According to the NCA, Odewale is a convicted fraudster with numerous dishonesty offences between 1998 and 2016 and made millions from his scams.
He typically targeted people living in wealthy areas, researching their details through public records and fraudulently applying for credit cards in their names, which he used to withdraw cash.
Yadav, an operations manager at Imperial College London, and Odewale also bought properties in London and Liverpool respectively, with significant deposits involved on each.
These properties were subsequently sold in what the NCA believed was an attempt to launder the proceeds of Odewale’s criminal activities.
In her judgment, Justice Maura McGowan found the NCA’s evidence to be detailed, cogent, and helpful .
The UK court heard how the couple sent their three children to a private school, which costs 37,000 pounds per year, and also enjoyed frequent luxury holidays in India, Morocco, Nigeria, South Africa, Cape Verde and Turkey.
The NCA said it went on to recover 797,431 pounds from the couple’s bank accounts, three branded Patek Philippe watches valued at 199,000, pounds and a private car registration plate worth 15,000 pounds.
Ben Russell, Deputy Director of the National Economic Crime Centre, said: Fraud causes real harm to people across the UK and we are determined to use all our powers, including civil recovery, to disrupt criminals and take money and assets out of their hands.
The National Economic Crime Centre has a unique role coordinating the response to economic crime, bringing together the full force of our partners from across the public and private sector.
The High Court ordered on Tuesday that one of the watches and 140,759, pounds which could be traced back to two specific frauds, be handed to NatWest Bank to replace money used to compensate two of their customers.
Odewale is also believed to have impersonated some of his victims in phone calls to their banks, ordered and intercepted replacement debit cards, which he then used to purchase high value items such as watches.
These watches were then traded and sold with the proceeds being laundered through bank accounts belonging to Odewale and Yadav.
Even when Odewale fled the UK in 2016, the couple continued to enjoy an extravagant lifestyle.
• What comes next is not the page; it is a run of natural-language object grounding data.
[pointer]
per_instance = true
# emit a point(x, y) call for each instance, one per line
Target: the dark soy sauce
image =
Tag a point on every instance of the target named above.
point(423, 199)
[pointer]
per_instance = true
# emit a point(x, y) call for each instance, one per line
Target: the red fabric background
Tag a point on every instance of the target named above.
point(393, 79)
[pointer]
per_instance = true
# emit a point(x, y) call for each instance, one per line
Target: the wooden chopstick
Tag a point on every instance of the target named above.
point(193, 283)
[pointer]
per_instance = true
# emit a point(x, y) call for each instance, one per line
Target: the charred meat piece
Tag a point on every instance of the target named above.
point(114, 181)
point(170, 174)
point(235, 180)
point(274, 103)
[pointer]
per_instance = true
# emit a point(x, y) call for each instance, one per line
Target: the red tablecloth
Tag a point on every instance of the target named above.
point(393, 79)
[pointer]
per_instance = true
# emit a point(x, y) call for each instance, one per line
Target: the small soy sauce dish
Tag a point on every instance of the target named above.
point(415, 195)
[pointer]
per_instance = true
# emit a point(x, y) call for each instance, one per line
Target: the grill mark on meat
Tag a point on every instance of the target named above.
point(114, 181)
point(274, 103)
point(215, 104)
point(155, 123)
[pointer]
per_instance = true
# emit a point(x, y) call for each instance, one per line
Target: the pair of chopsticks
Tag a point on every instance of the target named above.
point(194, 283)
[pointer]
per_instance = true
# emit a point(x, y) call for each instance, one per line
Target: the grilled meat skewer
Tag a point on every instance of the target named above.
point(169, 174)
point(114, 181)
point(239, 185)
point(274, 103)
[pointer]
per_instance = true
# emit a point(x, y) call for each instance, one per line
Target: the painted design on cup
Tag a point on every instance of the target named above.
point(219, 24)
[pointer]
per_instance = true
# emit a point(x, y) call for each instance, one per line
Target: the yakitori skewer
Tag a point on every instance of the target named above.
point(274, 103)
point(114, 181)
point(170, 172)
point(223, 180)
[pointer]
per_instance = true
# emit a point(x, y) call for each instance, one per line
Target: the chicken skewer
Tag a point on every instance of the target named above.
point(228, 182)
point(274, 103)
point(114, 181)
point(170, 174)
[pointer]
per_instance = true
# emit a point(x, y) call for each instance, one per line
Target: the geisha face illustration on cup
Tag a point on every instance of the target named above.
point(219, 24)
The rent on Yadav’s London home alone is nearly 42,000 pounds per year more than her annual income.
In the last three years they have owned expensive cars including a Porsche Carrera, two Mercedes, and Yadav currently drives an Audi RS4 which when new is worth around 60,000 pounds.
Yadav, who remained in the UK when Odewale left for Nigeria, was also found by Justice McGowan to have knowingly benefited from assets gained through unlawful conduct.
The judge stated that Yadav dishonestly chose to turn a blind eye to the illegitimacy of those funds and enjoyed the luxuries it provided noting, for example, the gold Rolex she wore to the hearing.
NCA investigators described one of Odewale’s explanations that he made hundreds of thousands of pounds to fund his lifestyle at betting shop fixed odd terminals as inherently unlikely .
Odewale gave evidence to the High Court via video from Nigeria, as he is subject to a deportation order and cannot return to the UK. The judge noted he showed little concern for the victims of the fraud and offered bare (often angry) denials to questions put to him by the NCA’s barrister.